PyTorch AMP Implementation

``python
from torch.cuda.amp import autocast, GradScaler

scaler = GradScaler() # Only needed for FP16; BF16 does not need it

for batch in dataloader:
with autocast(dtype=torch.bfloat16): # or torch.float16
output = model(batch)
loss = criterion(output, target)

scaler.scale(loss).backward()
scaler.unscale_(optimizer)
torch.nn.utils.clip_grad_norm_(model.parameters(), max_norm=1.0)
scaler.step(optimizer)
scaler.update()
optimizer.zero_grad()
``

For BF16, the GradScaler is redundant but kept for API compatibility. Modern code omits it for BF16 training.

FP8 Training — The Frontier (H100 and Beyond)

NVIDIA H100 introduced hardware-native FP8 support via the Transformer Engine library. FP8 training follows a more complex protocol:

- Two FP8 formats: E4M3 (4 exponent, 3 mantissa — higher precision, used for forward pass activations) and E5M2 (5 exponent, 2 mantissa — higher dynamic range, used for backward pass gradients)
- Per-tensor scaling: Since FP8 range is very limited, each tensor needs a scaling factor updated every step (delayed scaling or just-in-time scaling)
- Current support: NVIDIA Transformer Engine (used in NeMo, Megatron-LM), DeepSpeed FP8, PyTorch Inductor FP8

FP8 training achieves ~2× throughput over BF16 on H100 for transformer-dominated workloads, with accuracy recovery requiring careful tuning of the scaling factor update frequency.

Memory and Throughput Gains

For a 7B parameter model trained on H100:

| Configuration | Model Memory | Activation Memory | Throughput |
|--------------|-------------|-------------------|-----------|
| FP32 full | 28 GB | ~40 GB | 1× baseline |
| AMP BF16 | 14 GB weights + 28 GB master | ~20 GB | ~2.5× |
| FP8 training | 7 GB weights + 28 GB master | ~10 GB | ~4× |

The FP32 master weights persist throughout training regardless of compute precision — this is a fixed 4 bytes/parameter cost that cannot be eliminated without sacrificing training stability.

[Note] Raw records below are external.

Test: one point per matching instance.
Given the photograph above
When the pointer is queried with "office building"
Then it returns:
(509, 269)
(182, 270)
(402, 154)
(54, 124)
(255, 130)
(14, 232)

Integration with Distributed Training

Mixed precision interacts with all major distributed training frameworks:
- DeepSpeed ZeRO: ZeRO-3 shards FP32 master weights across GPUs, so the per-GPU FP32 memory cost scales down with GPU count. ZeRO-3 + BF16 is the standard recipe for 70B+ models
- PyTorch FSDP: Full Sharded Data Parallel shards both FP32 and BF16 copies across devices
- Tensor parallelism: Megatron-LM and NeMo handle mixed precision correctly across tensor-parallel ranks

Mixed precision is not optional at scale — training GPT-4 class models purely in FP32 would require 4× more GPU-hours and 2× more GPU memory, adding tens of millions of dollars to the pre-training budget.